Elli yıl oldu neredeyse. Elli yıldır yalnızsın, Kenan yok artık, belki öldü, kim bilir. Ya o gudubet karısı, Fatma, yaşıyor mudur? Senden küçüktü, güzeldi. Yok be, ne güzeli, boyalı güzeldi, sen onun sabah yataktan kalktığı halini de bilirsin. Çipil gözlü şey. Ah almak iyi değildir. Aldı ahını merak etme.

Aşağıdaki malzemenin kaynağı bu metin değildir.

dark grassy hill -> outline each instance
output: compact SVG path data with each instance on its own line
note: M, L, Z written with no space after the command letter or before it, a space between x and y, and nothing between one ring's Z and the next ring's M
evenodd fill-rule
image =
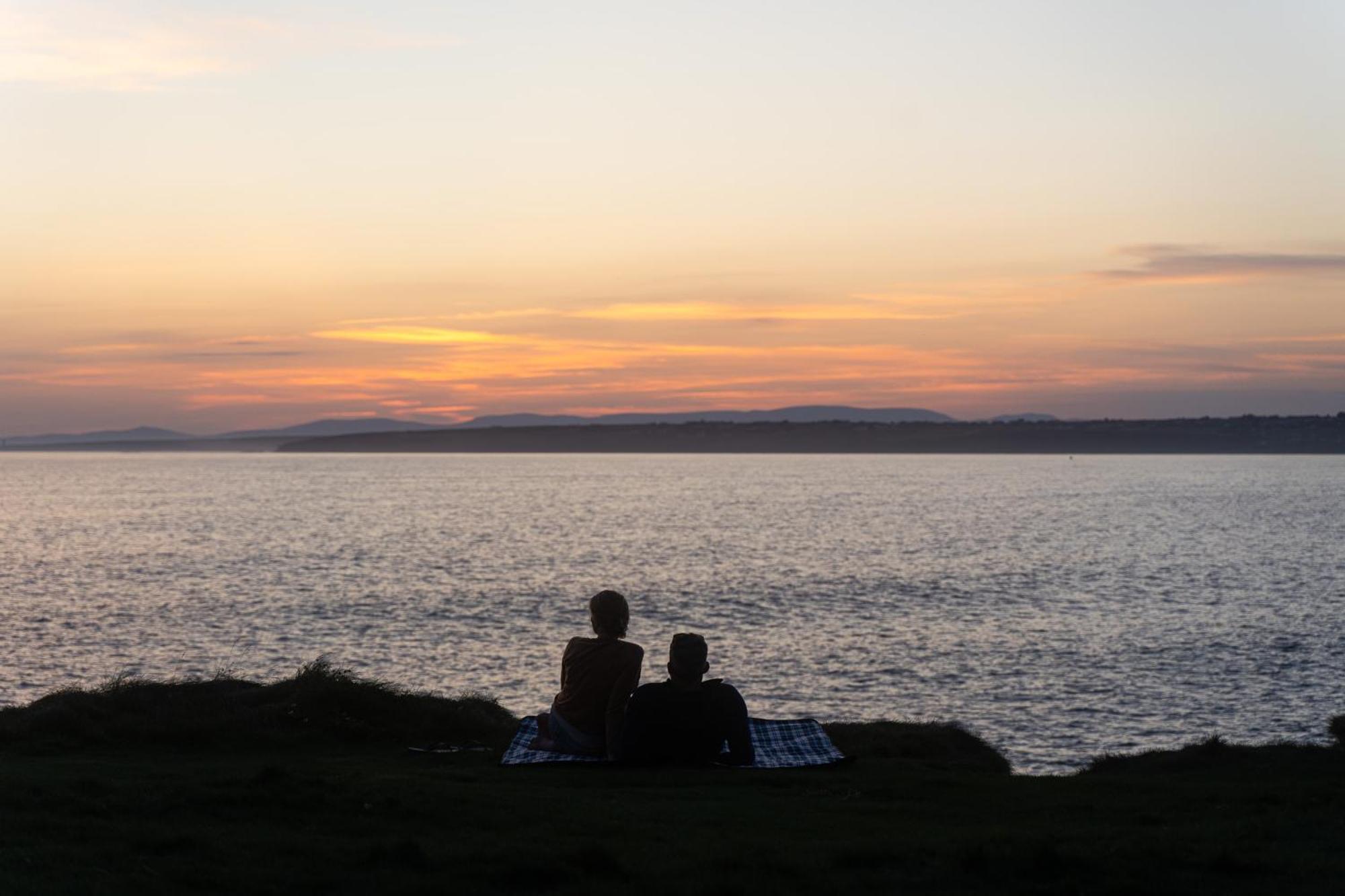
M880 722L831 725L857 756L834 768L502 768L512 726L487 698L325 663L0 710L0 891L1328 893L1345 874L1341 747L1204 741L1033 778L960 729ZM486 749L406 749L428 739Z

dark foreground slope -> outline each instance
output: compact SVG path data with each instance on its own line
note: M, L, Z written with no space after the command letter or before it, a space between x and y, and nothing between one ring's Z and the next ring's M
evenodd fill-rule
M858 759L826 770L500 768L511 726L487 700L321 665L3 710L0 889L1266 893L1345 873L1341 748L1029 778L954 729L889 724L833 726ZM405 749L428 732L487 749Z
M304 439L317 452L1345 453L1345 414L1044 422L689 422Z

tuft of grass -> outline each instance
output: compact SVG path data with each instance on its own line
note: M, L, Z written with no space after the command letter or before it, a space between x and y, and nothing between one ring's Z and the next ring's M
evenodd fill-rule
M1192 774L1258 772L1279 774L1299 770L1341 767L1338 749L1289 741L1271 744L1231 744L1215 735L1178 749L1150 749L1142 753L1106 753L1079 771L1088 774Z
M500 747L518 720L492 698L410 692L362 678L325 657L292 678L217 675L153 681L118 675L0 710L0 745L276 747L312 743L448 741Z
M924 766L1007 775L1009 760L956 722L831 722L823 725L846 756L904 759Z

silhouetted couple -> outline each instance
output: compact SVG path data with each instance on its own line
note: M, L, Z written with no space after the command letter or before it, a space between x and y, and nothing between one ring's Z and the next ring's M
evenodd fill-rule
M597 636L572 638L565 646L561 692L537 718L535 748L636 764L752 764L746 704L733 685L705 681L705 638L672 635L667 681L636 687L644 650L621 640L631 620L625 597L615 591L593 595L589 620Z

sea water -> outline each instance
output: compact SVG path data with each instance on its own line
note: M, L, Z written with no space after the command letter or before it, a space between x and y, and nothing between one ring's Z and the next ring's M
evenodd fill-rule
M545 706L616 588L764 717L956 720L1020 771L1322 739L1345 457L0 453L0 705L319 654Z

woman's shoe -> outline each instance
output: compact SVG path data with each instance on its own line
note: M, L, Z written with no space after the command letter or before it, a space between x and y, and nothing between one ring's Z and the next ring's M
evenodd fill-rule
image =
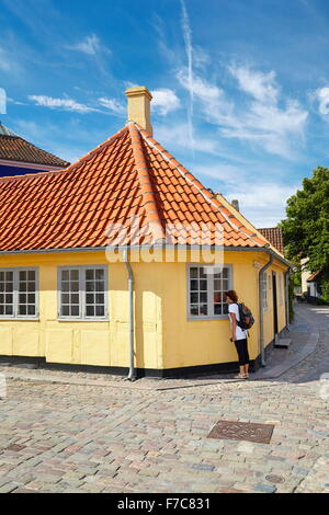
M234 377L234 379L246 379L245 374L238 374L237 376Z

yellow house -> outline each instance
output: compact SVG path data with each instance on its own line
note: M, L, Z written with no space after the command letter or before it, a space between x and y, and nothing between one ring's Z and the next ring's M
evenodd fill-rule
M287 324L290 263L152 138L151 95L66 170L0 179L0 360L136 376L231 371L224 293L253 368Z

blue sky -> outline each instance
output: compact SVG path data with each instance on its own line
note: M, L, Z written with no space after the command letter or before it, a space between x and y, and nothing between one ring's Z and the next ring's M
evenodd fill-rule
M158 139L258 227L329 165L327 0L0 0L4 125L75 161L154 94Z

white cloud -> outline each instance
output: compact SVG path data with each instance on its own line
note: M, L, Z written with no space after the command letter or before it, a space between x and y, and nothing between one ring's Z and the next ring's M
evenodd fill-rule
M206 121L216 125L222 136L248 141L270 153L286 159L296 157L295 148L303 142L308 113L296 100L282 100L275 73L262 73L249 68L230 67L240 90L251 99L237 105L217 84L194 75L190 84L185 70L178 72L183 88L193 88L195 99Z
M175 149L186 148L192 150L205 152L213 156L220 156L220 146L217 138L206 138L202 135L197 135L195 140L192 142L189 136L189 125L186 123L177 123L170 130L168 130L168 125L156 125L155 126L155 137L157 140L161 141L163 147L168 147L172 153Z
M42 105L44 107L50 107L53 110L59 108L64 111L73 111L76 113L91 113L91 112L99 112L94 107L90 107L84 104L80 104L72 99L54 99L53 96L46 95L29 95L29 99L34 101L37 105Z
M106 107L106 110L113 111L113 113L116 114L123 114L126 111L126 107L115 99L102 96L99 99L99 102L103 107Z
M319 114L326 116L329 114L329 88L319 88L316 90L313 94L313 96L318 101L319 103Z
M259 102L275 104L279 98L279 88L275 83L275 72L269 73L251 70L247 66L229 67L229 71L239 83L240 90L251 94Z
M101 52L105 52L106 54L111 54L111 50L105 46L101 45L100 38L95 34L91 34L91 36L86 36L80 43L76 45L70 45L68 48L71 50L82 52L89 56L95 56Z
M151 91L152 102L151 107L161 115L167 115L171 111L175 111L180 107L181 102L174 91L170 89L159 89Z
M253 181L249 188L229 187L225 196L230 202L237 198L241 214L256 227L275 227L285 217L286 201L297 187Z

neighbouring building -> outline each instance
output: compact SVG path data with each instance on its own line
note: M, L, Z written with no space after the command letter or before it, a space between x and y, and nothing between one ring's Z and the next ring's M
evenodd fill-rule
M0 122L0 178L63 170L69 164L30 144Z
M126 94L128 123L79 161L0 179L2 360L235 370L224 293L236 289L257 368L287 325L291 265L152 138L148 90Z

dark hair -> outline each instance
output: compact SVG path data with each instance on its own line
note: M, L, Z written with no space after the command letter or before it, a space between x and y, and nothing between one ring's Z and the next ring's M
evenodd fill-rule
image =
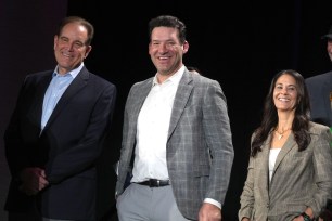
M89 23L88 21L86 21L85 18L79 17L79 16L67 16L67 17L63 18L61 21L61 23L59 24L59 28L58 28L58 34L56 35L61 36L63 27L65 25L69 24L69 23L78 23L79 25L82 25L87 29L87 31L88 31L88 39L87 39L87 41L85 43L86 43L86 46L90 46L91 41L93 39L93 36L94 36L93 25L91 23Z
M187 35L186 25L179 18L171 16L171 15L161 15L161 16L152 18L149 22L150 38L151 38L152 30L155 27L171 27L171 28L178 29L179 40L182 44L184 43L186 35Z
M292 69L279 72L272 79L269 92L265 99L264 113L260 126L255 130L255 135L252 141L251 155L254 157L261 151L261 145L278 125L278 113L273 102L273 90L277 80L282 75L290 75L296 81L297 102L295 109L295 117L292 125L295 141L298 145L298 151L305 150L310 143L311 139L308 132L310 119L310 101L308 90L305 84L303 76Z

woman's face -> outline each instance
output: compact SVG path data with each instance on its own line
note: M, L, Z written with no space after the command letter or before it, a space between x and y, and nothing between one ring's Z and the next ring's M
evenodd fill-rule
M273 101L278 112L293 112L297 103L295 79L288 74L281 75L273 89Z

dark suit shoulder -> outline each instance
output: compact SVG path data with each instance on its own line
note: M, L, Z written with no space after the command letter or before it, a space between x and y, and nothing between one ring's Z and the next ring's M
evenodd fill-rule
M306 78L306 83L317 82L317 81L321 82L321 81L330 80L331 78L332 78L332 70L324 73L324 74L308 77Z
M314 133L321 133L321 132L330 131L330 128L322 123L310 121L309 131Z

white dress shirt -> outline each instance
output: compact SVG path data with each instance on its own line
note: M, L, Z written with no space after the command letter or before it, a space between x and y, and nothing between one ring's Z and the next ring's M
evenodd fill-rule
M154 77L152 89L138 117L131 182L169 179L166 143L174 99L183 72L184 66L163 83L158 83Z

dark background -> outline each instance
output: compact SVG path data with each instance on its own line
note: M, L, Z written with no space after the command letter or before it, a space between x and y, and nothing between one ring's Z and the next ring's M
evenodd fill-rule
M117 86L117 108L108 152L118 156L123 109L136 81L155 74L148 54L148 22L161 14L187 24L189 52L183 62L220 82L227 96L235 158L224 220L237 220L248 161L250 135L261 116L272 76L293 68L309 77L331 69L325 41L332 24L332 1L100 1L0 0L0 132L25 75L54 68L53 35L64 15L80 15L95 27L88 69ZM9 172L1 141L0 197ZM105 168L106 171L112 168ZM3 179L4 178L4 179ZM112 181L105 181L105 184ZM106 195L106 194L105 194ZM0 202L0 203L1 203ZM2 211L1 211L2 212ZM2 219L0 219L2 220Z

Ölümün kıyısına yaklaşmışken hâlâ onları düşünüyorsun. Hiç yakışmıyor sana Azime, hiç. Şu kapı duvar yüreğin bir susup oturmadı yerine. Kapattın kapılarını sıkı sıkı da çenesini bağlamayı bilemedin.


Durmadan konuşuyor, hatırlıyor, kırılıyor, kızıyor, ileniyor, tekrar, tekrar.
Ara vermiştin bir ara hani, tamam demiştin, bitirdim, unuttum artık, ne oldu? 
Nasıl çıktı hatıralar, karşına kanlı canlı? 
Sanki bilmiyorsun, Gamze yüzünden, bütün o unuttun sandıklarını getirip karşına koyan o. Boşanmasaydı kocasından sen de hatırlamayacaktın. Değil mi? Öyle değil mi? Bakma boş boş sokağa, yok kimse, gelmeyecek, bu akşam Gamze de gelmeyecek sana. Oturacaksın penceresi istinat duvarına bakan odanda tek başına. Belki biraz televizyona bakacaksın, sonra biraz uyuyacaksın belki, ama kısa sürecek, bir kâbus bölecek uykunu, kalkıp kan ter içinde salona gidip pencereyi açacak, sabah ezanına kadar sokağı seyredeceksin. Gelmeyecek beklediklerin, onlar öldüler belki, bilmiyorsun. Gamze de gelmeyecek. Anlatacak kimsen yok onları. Kediler gelir, aç bıraktın kedileri, kapının önünde beklerler seni, bir tek onlar.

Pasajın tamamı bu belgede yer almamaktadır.